CrazyDaisy am 2. Mai 2008 19:12 Lieber Rolf u. Högemann, da kann ich nur zustimmen. Aus diesem Grund finde ich auch Malzbier bedenklich.

Mein Rat: Handhabe es doch so, wie Du es für richtig erachtest.
Es gibt kein Für, die Gegen sind aber nicht so wie von Dir geschildert.

Finde das auch unmöglich. Aber es nützt wahrscheinlich nichts wenn du dich einmischt.
schildi am 2. Mai 2008 18:52 klar, Augen zu, wie so oft
darkangel82 am 2. Mai 2008 22:42 So war das nicht gemeint! Ich würde im Grunde die Eltern auch darauf ansprechen. Nur was denkst du wie dir Reaktion darauf hin ist? Ändern würde sich wahrscheinlich so wie so nichts. Schade, aber meist wahr!
Ins Jugendschutzgesetz sehen, es ist verboten, Kindern Alkohol zu verabreichen.
also meine dürfen das nicht und wir trinken auch nicht vor unseren kindern
Das ist wirklich total bescheuert! Alkohol und Kinder passt nicht zusammen. Man sollte den Kleinen lieber von Anfang an klar machen, dass Alkohol nicht gesund ist!

Ich habe auf Feiern auch manchmal im Kindesalter Alkohol probiert. Paar Schlücke immer. Jetzt, mit meinen 18 Jahren, trinke ich nicht mehr als ein Glas Bier. Wodka fasse ich gar nicht an.

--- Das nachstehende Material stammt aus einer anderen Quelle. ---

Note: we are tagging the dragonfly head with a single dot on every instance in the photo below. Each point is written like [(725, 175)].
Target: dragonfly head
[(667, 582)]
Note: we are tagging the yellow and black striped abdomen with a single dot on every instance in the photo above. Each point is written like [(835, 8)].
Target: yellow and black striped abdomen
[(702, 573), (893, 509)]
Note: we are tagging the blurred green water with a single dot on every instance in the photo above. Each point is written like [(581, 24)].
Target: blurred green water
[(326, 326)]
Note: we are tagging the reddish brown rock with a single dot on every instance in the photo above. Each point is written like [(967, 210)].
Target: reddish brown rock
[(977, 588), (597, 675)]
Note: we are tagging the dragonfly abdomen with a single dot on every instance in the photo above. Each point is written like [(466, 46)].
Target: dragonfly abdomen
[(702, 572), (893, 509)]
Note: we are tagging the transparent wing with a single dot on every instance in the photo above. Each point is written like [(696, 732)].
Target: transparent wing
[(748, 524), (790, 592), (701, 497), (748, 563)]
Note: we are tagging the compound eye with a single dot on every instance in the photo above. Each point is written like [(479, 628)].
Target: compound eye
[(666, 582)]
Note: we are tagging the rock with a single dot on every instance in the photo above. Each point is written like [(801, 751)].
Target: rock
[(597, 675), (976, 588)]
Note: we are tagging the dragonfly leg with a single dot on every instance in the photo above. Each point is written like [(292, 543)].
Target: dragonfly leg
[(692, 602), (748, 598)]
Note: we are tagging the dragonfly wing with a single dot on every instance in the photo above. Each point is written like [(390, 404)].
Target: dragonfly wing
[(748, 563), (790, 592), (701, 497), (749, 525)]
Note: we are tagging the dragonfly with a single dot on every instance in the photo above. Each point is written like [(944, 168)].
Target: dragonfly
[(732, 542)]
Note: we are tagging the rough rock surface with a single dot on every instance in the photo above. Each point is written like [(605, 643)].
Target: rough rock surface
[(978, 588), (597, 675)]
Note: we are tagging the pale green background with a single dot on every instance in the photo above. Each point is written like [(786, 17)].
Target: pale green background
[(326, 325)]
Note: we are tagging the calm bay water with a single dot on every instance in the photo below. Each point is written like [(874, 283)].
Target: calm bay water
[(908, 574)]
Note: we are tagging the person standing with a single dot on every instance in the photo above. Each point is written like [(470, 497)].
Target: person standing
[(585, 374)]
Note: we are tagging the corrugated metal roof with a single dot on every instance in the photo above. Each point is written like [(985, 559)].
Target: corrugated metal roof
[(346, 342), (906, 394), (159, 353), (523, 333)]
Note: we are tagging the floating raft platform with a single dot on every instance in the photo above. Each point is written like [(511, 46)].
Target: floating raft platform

Mir hat das nicht geschadet, als Kind bissle Alkohol zu probieren.

Ich würde die Eltern darauf aufmerksam machen, dass schon kleinste Mengen Alkohol einem heranwachsenden Körper Entwicklungsschäden hervorrufen können!
Je jünger der Körper, umso größer der Schaden!
Ein Beispiel dazu sind kleine Katzen: gibst Du ihnen als Kitten einen Teelöffel Whiskey, hören sie auf zu wachsen und bleiben so klein und süß. Aber für die Katze ist das nicht so süß, denn sie werden auch nicht viel älter als zwei/drei Jahre und haben bestimmt auch körperliche Probleme.
Und in Kinder-Hustensaft ist nicht umsonst kein Alkohol drin, oder?

hmmm...man kann dem kind alles verbieten, wenn er noch klein ist, aber dann wird alkohol mit dem erwachsensein assoziiert. man sollte dem kind vermitteln, dass sie es nicht trinken sollen nicht weil sie klein sind, sondern weil es ungesund ist. wenn ein kind sieht wie auf großen festen die älteren alk trinken, denken sie wenn sie groß werden werden sie auch alk trinken dürfen...meistens greifen sie dann in der pubertät zur flasche um sich als erwachsene zu beweisen.

Kinder?Alkohol? Dass ist nicht grad der Bringer. So was ist echt voll daneben.